Gli oppositori del merito ritengono ingiusto lo stesso concetto di gara, e quindi anche la differenziazione nella distribuzione dei premi. Questo, in base a diverse motivazioni. Primo, che merito c’è a essere bravi? Nasciamo con un patrimonio genetico determinato dal caso. Perché dobbiamo premiare il caso? Secondo, nella vita i primi in media sono anche i più fortunati; è impossibile premiare solo il merito. Ma la principale motivazione è il senso di solidarietà che dobbiamo sentire per gli altri, il senso di essere parte di un’unica comunità. Anche qui ci aiutano le parole di Sandel: “Una meritocrazia perfetta vieta ogni senso di dono e di grazia. Riduce la nostra capacità di vederci come capaci di condividere un fato comune. Lascia poco spazio alla solidarietà che può sorgere quando riflettiamo sulla precarietà dei nostri talenti e delle nostre fortune. Questo è quello che rende il merito una specie di tirannia, una regola ingiusta”.

 

Quindi, è proprio il concetto della vita come una gara a essere sbagliato. Se dai il premio a qualcuno, lo stai togliendo a qualcun altro e questo è profondamente ingiusto. Ora, è chiaro che portare all’estremo queste due posizioni è palesemente sbagliato. Il criterio del merito non può essere l’unico che guida l’allocazione delle risorse prodotte. La serie televisiva “Squid Game” descriveva un mondo basato sul merito e l’uguaglianza delle opportunità, ma al vincitore andavano tutte le ricchezze e gli altri perdevano non solo la competizione ma anche la vita.
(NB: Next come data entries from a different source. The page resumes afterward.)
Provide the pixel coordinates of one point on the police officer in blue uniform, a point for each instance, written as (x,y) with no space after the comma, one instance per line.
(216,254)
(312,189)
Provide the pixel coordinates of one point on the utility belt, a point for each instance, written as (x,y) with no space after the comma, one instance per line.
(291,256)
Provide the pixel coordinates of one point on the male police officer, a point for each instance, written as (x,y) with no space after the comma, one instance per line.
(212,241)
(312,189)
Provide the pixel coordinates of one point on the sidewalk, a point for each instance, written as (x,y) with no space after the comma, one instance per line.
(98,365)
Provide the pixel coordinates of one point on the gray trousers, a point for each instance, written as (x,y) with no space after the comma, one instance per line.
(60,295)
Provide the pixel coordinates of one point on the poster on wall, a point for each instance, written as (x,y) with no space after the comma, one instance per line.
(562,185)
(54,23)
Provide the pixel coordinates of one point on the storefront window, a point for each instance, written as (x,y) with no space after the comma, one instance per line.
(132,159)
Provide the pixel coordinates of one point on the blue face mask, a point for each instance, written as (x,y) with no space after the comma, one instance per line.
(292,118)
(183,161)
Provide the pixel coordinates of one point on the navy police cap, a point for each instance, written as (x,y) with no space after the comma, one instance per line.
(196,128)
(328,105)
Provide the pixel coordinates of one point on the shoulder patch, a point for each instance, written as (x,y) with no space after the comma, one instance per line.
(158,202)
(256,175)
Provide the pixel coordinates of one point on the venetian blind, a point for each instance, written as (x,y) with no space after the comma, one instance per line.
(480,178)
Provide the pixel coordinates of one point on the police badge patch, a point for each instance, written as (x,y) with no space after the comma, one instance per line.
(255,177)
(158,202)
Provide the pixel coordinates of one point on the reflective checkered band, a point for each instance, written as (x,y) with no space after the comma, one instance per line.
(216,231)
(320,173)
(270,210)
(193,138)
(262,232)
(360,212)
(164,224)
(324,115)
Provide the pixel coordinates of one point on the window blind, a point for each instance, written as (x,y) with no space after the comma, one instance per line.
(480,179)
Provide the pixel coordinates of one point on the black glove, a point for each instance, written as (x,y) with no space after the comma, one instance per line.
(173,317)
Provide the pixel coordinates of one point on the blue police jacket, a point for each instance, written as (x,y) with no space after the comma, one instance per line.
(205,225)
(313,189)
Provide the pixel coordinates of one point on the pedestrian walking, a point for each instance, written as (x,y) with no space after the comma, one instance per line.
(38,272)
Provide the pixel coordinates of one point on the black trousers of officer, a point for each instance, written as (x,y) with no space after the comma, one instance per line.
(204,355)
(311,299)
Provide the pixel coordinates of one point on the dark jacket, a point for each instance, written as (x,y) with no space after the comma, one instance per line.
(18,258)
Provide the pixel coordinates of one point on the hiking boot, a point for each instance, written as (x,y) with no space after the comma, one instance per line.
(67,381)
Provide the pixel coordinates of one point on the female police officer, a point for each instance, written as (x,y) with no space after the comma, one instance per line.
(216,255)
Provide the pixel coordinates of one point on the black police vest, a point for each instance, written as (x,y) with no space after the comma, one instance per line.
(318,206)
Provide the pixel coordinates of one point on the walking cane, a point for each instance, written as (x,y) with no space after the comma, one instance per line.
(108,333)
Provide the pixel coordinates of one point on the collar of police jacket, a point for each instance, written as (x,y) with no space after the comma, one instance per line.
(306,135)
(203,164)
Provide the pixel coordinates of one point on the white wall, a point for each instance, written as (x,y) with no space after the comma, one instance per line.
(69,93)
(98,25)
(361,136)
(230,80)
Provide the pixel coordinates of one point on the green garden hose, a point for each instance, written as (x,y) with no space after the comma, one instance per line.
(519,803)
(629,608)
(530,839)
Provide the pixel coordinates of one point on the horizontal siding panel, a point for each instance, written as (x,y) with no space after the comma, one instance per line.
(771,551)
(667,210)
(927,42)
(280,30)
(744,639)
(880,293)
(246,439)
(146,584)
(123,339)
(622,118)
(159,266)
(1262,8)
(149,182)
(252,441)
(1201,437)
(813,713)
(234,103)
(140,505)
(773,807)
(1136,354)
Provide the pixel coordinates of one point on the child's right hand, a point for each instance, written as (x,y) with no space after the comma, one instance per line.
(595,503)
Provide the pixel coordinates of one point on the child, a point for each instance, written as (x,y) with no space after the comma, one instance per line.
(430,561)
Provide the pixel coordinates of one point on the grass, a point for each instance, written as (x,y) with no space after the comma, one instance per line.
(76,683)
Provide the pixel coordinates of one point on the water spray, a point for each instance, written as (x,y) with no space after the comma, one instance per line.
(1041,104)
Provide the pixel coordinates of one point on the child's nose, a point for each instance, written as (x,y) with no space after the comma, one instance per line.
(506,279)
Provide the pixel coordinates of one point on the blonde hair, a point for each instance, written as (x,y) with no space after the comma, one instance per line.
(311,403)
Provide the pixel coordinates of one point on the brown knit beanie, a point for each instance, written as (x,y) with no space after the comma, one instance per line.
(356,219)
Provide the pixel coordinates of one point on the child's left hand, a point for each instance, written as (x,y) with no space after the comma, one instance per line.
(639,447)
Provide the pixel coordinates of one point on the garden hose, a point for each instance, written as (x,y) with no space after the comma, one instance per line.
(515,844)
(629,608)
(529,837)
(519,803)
Chi vorrebbe vivere in un mondo di questo genere? Probabilmente neppure il vincitore. D’altro canto l’approccio à la Sanders rischia di togliere incentivi ad accrescere la dimensione della torta attraverso l’impegno personale. E’ sbagliato dire che dare a qualcuno vuol dire togliere a qualcun altro se la dimensione della torta può crescere. Ed è sbagliato pensare che chi ha successo nella vita debba necessariamente essere affetto da quella hybris che Sanders considera inevitabile.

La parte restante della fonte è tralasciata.